Remember the “great rotation” everyone was talking about last year? It was that watershed moment when investors would finally dump their bonds and flow back into equities en masse. People stopped talking about it at about the same time the term “tapering” made it into the popular lexicon. Now everyone is waiting for tapering to kick investors out of bonds and back to equities as the U.S. Federal Reserve eases up on its historic bond-buying spree.
Whichever buzzword you choose—rotation or taper—the question really is: Has all this talk translated to action? Are investors finally running away from bonds and back into stocks?
Yes and no. Investors have been shuffling their bond portfolios. But if you look at what’s happening in the ETF space, it’s not really the kind of great rotation everyone thought it would be.
According to BlackRock’s ETP report, investors pulled their money from long-duration bond funds—but they put it right back into fixed income in the form of shorter-maturity products. So while fixed income ETF flows were down last year, short-maturity products gathered considerable steam to the tune of $34.7 billion.

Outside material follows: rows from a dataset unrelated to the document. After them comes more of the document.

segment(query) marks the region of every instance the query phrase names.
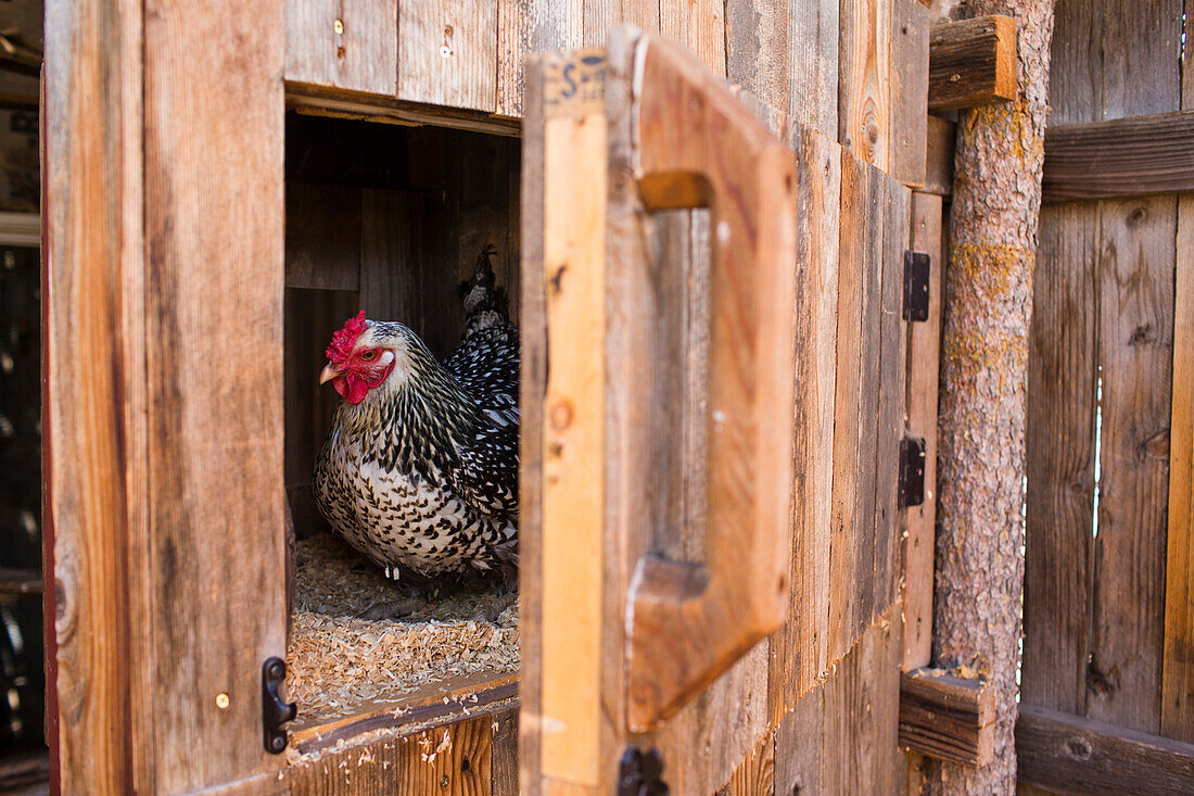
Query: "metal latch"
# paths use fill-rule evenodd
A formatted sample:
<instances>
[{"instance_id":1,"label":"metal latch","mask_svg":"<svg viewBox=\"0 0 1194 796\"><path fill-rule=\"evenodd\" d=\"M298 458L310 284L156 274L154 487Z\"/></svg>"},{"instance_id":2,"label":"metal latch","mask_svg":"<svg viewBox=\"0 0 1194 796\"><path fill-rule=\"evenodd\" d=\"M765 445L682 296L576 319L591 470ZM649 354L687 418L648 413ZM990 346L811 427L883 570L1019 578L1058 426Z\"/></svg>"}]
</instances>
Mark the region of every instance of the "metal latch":
<instances>
[{"instance_id":1,"label":"metal latch","mask_svg":"<svg viewBox=\"0 0 1194 796\"><path fill-rule=\"evenodd\" d=\"M900 508L924 503L924 440L918 436L905 436L899 441L897 489Z\"/></svg>"},{"instance_id":2,"label":"metal latch","mask_svg":"<svg viewBox=\"0 0 1194 796\"><path fill-rule=\"evenodd\" d=\"M929 256L904 252L904 320L929 319Z\"/></svg>"},{"instance_id":3,"label":"metal latch","mask_svg":"<svg viewBox=\"0 0 1194 796\"><path fill-rule=\"evenodd\" d=\"M664 759L659 749L644 752L628 746L617 767L617 796L667 796L671 790L660 779L663 773Z\"/></svg>"},{"instance_id":4,"label":"metal latch","mask_svg":"<svg viewBox=\"0 0 1194 796\"><path fill-rule=\"evenodd\" d=\"M282 754L287 749L287 731L282 725L298 715L295 703L284 703L278 688L287 680L287 663L281 657L271 657L261 665L261 729L265 733L265 751Z\"/></svg>"}]
</instances>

Call it the great duration rotation.
There’s another area that proponents of the great rotation also overlooked—emerging market debt. In the pension space, providers have been talking to plan sponsors about emerging market fixed income for the past few years, working to educate and gain traction in pension boardrooms across the country. But while plan sponsors have boarded the emerging market equities bus, they still have a way to go before they fully embrace the bond side of the equation.
That might change in 2014.
A quick look at the ETF space shows that momentum is set to gather in the mainstream as investors take a serious look at emerging market bonds. Sure, emerging market bond funds did poorly last year. But the demand for emerging markets bonds is strong in 2014 so far—and the market is looking pretty robust as investors respond to a flurry of new issuance from oft-overlooked countries in Eastern Europe (Poland, Latvia and Romania) where funding costs are low and bonds are now plentiful. Since the start of 2014, emerging market sovereigns have sold almost $19 billion of bonds—three times more than what was sold at the same time last year.
All that activity should have a much-needed knock-on effect in the ETF space say some.
Meantime, for investors waiting for that great rotation to happen—well, it might be a long wait. As the fixed income universe expands and as investors focus more on duration, the equity versus bonds discussion is getting a lot more complicated. In the ETF space, that could just mean emerging market bonds will finally get their chance to shine.